Another institution that many consider untrustworthy is the pharmaceutical industry, which has paid billions of dollars in deals for fraudulent marketing and tuition fees to health care providers. Modern may not be considered Great Pharmaceuticals –they have only been around for 10 years, and this vaccine is the first drug to hit the market – but Pfizer certainly is. Why should we trust private companies when it comes to public health?

I understand the concerns and I will say that I am extremely convinced by the data that we have seen. The flu vaccine has an effectiveness between 40 and 60% and, to obtain emergency authorization, a vaccine needs 50% effectiveness. Moderna and Pfizer photos are 94 to 95% effective. This is almost a miracle. I continually assess the risks and benefits and, although institutions have been untrustworthy in the past, we are in a situation where we cannot say no to the vaccine. The only way for people to be able to see their loved ones again, to travel, to see a newborn cousin is to actually get this vaccine.

My perspective is of someone who was on the front lines here in New York City in March and April, when we were the epicenter of this pandemic. I work in an urgent care clinic and saw people – even young people in their 20s and 30s – who were sick enough that I had to send them to the emergency department. I was incredibly humbled by this virus. I was afraid of what would happen to my patients.
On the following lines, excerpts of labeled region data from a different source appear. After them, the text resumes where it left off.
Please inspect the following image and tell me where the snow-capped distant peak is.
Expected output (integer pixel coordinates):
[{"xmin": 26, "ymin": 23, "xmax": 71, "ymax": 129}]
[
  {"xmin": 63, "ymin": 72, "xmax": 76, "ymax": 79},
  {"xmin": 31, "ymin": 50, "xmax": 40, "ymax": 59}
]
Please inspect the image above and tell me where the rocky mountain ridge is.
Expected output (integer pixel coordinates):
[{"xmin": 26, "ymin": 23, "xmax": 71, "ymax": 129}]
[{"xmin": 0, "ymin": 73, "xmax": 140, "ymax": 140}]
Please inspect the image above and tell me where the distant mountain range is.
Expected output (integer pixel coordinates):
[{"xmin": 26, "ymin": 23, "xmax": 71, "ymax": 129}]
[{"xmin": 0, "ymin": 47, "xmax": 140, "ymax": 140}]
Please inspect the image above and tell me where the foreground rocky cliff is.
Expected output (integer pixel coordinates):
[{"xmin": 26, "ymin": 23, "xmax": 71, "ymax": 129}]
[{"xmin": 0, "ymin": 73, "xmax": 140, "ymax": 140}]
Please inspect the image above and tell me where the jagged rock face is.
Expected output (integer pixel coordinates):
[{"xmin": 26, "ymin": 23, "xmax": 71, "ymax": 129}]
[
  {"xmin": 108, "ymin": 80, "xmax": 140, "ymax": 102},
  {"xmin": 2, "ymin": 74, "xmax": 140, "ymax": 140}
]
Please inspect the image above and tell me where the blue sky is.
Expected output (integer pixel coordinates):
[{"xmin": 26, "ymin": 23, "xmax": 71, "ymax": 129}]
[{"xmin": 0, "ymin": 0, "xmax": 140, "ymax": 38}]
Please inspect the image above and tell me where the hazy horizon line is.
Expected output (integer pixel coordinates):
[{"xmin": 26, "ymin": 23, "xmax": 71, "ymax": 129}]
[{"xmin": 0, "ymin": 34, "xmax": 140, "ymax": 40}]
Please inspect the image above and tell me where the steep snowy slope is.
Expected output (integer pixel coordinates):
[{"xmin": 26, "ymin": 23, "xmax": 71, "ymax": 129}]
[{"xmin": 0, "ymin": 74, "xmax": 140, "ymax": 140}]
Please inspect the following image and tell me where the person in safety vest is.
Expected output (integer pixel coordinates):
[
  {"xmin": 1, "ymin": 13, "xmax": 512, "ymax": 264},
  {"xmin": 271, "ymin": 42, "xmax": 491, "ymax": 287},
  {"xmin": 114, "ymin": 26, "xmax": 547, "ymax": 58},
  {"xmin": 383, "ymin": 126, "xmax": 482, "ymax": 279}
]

I was afraid to go to work, worried about bringing it to my family. So my perspective is that I saw the worst of it, and here we have these vaccines where the data is incredibly convincing. They are not only safe, but also effective. So even if these pharmaceutical companies have a history of being unreliable, weighing the risks and benefits of being vaccinated versus being infected with this virus, it is safer to get the vaccine than to be infected.

And if someone is thinking: it’s my body, and if I decide not to get the vaccine, it’s a choice I’m making to take that risk. Is this just a personal decision?

It is almost a privilege to say that you do not need to be vaccinated. This pandemic exposed profound systemic inequalities in our country. Black, Latin and indigenous communities are disproportionately affected by the virus. Blacks are dying at the same rate as a white person 10 years older than them. At the same time, here in NYC, there is also a disparity in terms of who is being vaccinated. In the Black and Latinx neighborhoods, you have people from outside these communities, non-residents, who come to be vaccinated.

Therefore, communities of color are more likely to die from COVID-19 and are also having trouble accessing the vaccine.

Yes, and people are thinking: I don’t need to wear a mask if I don’t want to or Nobody can tell me to get a vaccine instead of thinking about the community. Ultimately, we cannot keep everyone safe unless everyone is vaccinated. Especially with infectious diseases, we need a collective response to mitigate the spread. While individual behavior is important, we need everyone on board to see any positive changes. When you are infected with COVID, you put other people’s lives at risk. That’s how the virus works. We are interconnected. What I do affects other people and I have to worry about what happens to my neighbors because it affects me directly.

How do you talk to patients who may be concerned or who may be skeptical about the vaccine? And how do we talk to friends?

A conversation is not going to change your minds. Often, people just want to share their concerns and I try to answer their questions in an incredibly non-judgmental way. My goal is not necessarily to convince them to get the vaccine, but to make sure they have the information they need to make an informed decision. This is really all we can do.